Brazilian meatpacker JBS may be on the verge of leaving Argentina, having already closed five or its six slaughterhouses in the country. CEO Wesley Batista said that the difficult business environment and further losses are a factor, reports MarketWatch
"We've been leaving Argentina over time, if you look at the size of our operation there compared with what it is today," Batista said in a conference call to discuss fourth-quarter earnings. Argentina now represents less than 1% of JBS's total revenue, he said.
JBS's Argentine subsidiary, Swift, has closed five of its six slaughterhouses in Argentina, the last one as recently as February. The remaining slaughterhouse, in Rosario, is the company's largest in Argentina, and Swift also has a meat-processing plant.

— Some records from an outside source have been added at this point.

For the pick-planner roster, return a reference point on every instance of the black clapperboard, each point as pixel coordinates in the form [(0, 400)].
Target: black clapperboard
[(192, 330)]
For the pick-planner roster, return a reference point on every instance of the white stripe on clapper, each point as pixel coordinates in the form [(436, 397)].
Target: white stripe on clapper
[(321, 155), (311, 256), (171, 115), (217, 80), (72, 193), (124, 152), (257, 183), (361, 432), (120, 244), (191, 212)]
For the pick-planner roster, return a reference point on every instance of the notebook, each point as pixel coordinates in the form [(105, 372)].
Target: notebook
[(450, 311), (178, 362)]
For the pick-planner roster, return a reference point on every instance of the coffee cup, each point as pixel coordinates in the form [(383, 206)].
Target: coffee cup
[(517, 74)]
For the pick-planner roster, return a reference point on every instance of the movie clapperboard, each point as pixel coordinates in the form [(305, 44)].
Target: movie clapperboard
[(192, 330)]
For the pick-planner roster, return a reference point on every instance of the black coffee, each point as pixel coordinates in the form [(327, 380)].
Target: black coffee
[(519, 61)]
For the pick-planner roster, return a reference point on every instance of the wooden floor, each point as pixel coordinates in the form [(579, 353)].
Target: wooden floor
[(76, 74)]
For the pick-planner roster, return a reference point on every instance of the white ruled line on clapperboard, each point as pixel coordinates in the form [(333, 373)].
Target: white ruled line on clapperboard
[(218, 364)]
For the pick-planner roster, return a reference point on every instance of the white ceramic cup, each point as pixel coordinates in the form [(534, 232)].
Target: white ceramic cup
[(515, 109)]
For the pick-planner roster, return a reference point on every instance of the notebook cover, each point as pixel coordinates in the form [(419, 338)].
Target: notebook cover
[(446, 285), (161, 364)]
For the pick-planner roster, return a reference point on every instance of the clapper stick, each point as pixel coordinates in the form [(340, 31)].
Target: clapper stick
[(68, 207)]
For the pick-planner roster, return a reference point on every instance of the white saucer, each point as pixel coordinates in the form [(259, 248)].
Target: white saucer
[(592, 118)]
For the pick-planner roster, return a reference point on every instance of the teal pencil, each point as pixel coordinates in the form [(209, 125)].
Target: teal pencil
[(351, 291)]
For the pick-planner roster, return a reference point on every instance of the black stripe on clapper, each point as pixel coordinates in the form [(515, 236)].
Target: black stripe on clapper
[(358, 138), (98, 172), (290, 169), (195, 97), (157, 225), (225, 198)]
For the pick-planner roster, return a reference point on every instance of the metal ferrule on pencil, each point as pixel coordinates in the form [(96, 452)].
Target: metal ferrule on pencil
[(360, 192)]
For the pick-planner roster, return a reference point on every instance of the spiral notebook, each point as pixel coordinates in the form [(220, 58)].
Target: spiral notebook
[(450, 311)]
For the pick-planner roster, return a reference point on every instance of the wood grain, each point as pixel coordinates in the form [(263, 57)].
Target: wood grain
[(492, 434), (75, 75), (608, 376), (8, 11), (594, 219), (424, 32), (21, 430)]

JBS said Argentina was particularly challenging because of government restrictions on exports and large salary increases associated with high inflation. Even shutting down has costs, given severance payments required to workers at closed plants.
"It's not easy to close plants in Argentina but we've gone from six to one there," Batista said. "If anyone in Argentina wants to help the system become easier to operate in, that would be very welcome."
Argentina's broader beef sector suffered last year from a 9% drop in the number of animals slaughtered nationwide, as ranchers rebuilt cattle herds decimated by a 2009 drought. The country's beef exports plunged.
JBS is therefore sitting tight with one slaughterhouse in hopes that it can still break even in Argentina and eventually become profitable again in "a year or two or three," Batista said. The firm believes it's possible to avoid further losses.
"It's a country that obviously has a lot of potential in agriculture and livestock, and it has a name in the beef business in the whole world," he said. "But there's one thing: We're not going to let ourselves lose money there any longer."